Trigger warnings cause me more trauma, not less; and I am one of the people they are supposed to protect.
What if trigger warnings do not work? Who are they really protecting?
I am a 38-year-old woman who has already lived through numerous traumatic events. I have been diagnosed with post-traumatic stress disorder (PTSD), seen numerous professionals including a trauma specialist, and I take anti-anxiety medication. My trauma sits around child loss.
Five years ago, my daughter Mackenzie was diagnosed with a terminal genetic condition at just 10 weeks old. I spent the next five months of her life watching her get weaker and weaker knowing what was to come. When she was seven months and eleven days old, she died in my arms after a traumatic five days in the hospital where she fought for her life. I watched her spend her last days poked, prodded, covered in tubes and wires. She initially looked at me with pleading eyes asking me to help her, but I couldn’t. I watched on helplessly, unable to protect her or save her.

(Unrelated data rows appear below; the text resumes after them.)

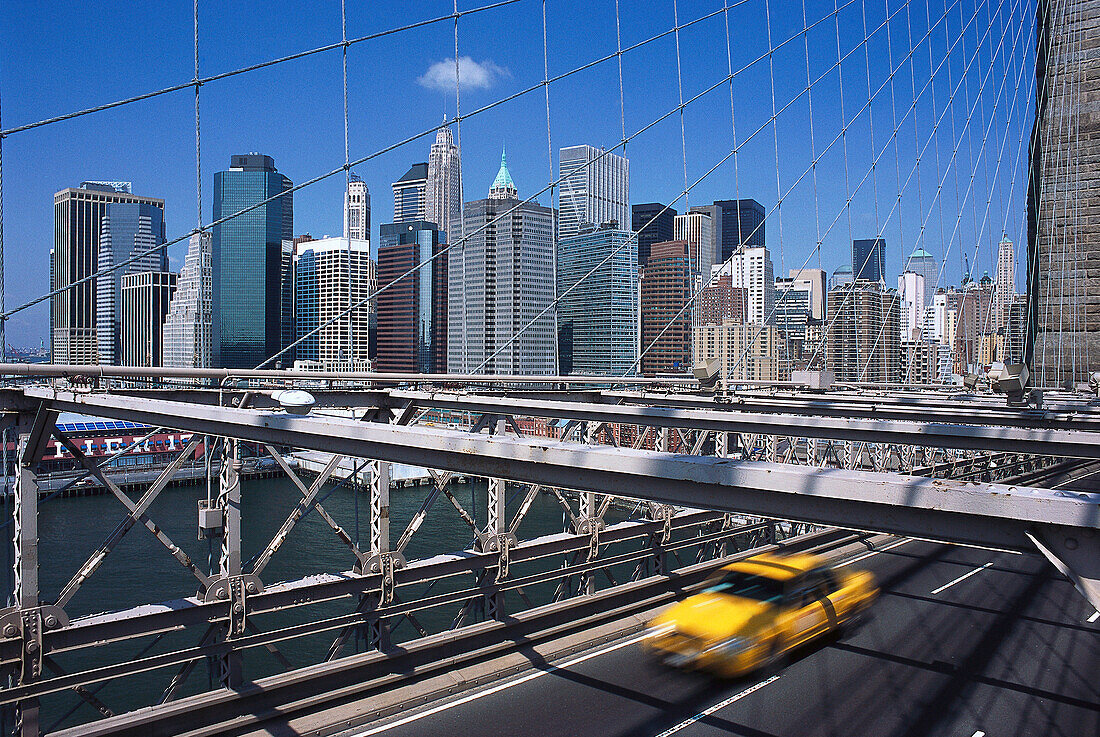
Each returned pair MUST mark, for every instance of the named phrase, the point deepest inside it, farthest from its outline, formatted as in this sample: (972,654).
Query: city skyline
(392,100)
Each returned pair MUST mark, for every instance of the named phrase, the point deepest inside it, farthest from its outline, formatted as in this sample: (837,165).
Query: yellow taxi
(756,609)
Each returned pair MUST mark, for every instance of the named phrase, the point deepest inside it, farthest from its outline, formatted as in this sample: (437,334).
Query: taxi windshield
(748,585)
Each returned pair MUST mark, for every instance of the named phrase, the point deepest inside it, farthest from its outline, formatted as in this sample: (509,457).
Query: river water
(141,571)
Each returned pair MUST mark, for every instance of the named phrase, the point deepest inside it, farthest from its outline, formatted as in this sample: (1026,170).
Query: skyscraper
(356,209)
(721,300)
(128,230)
(862,342)
(332,279)
(410,195)
(411,312)
(653,223)
(597,316)
(751,270)
(869,259)
(594,188)
(813,281)
(792,308)
(1004,285)
(746,352)
(923,263)
(443,206)
(75,256)
(252,300)
(501,279)
(188,323)
(143,306)
(912,295)
(696,227)
(666,326)
(737,222)
(1063,208)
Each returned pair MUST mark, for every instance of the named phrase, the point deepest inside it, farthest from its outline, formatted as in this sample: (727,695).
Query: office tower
(143,306)
(751,270)
(869,259)
(410,195)
(356,210)
(77,226)
(721,300)
(911,293)
(188,323)
(593,188)
(813,281)
(129,231)
(697,229)
(1063,208)
(793,308)
(653,223)
(252,300)
(861,343)
(597,316)
(1004,286)
(1015,326)
(411,311)
(333,278)
(746,351)
(443,205)
(840,277)
(919,361)
(738,222)
(501,281)
(713,216)
(666,326)
(923,263)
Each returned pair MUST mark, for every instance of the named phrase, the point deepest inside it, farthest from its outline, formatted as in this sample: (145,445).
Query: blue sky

I have also experienced one miscarriage, seven chemical pregnancies, nine rounds of IVF which caused endometriosis stage four and deep vein thrombosis, multiple failed embryo transfers, and have undergone terminations for medical reasons on two of my other babies, Bella and Leo, at 16 weeks pregnant due to them also holding life threatening genetic conditions. I walked into those hospitals pregnant and came out missing a part of me.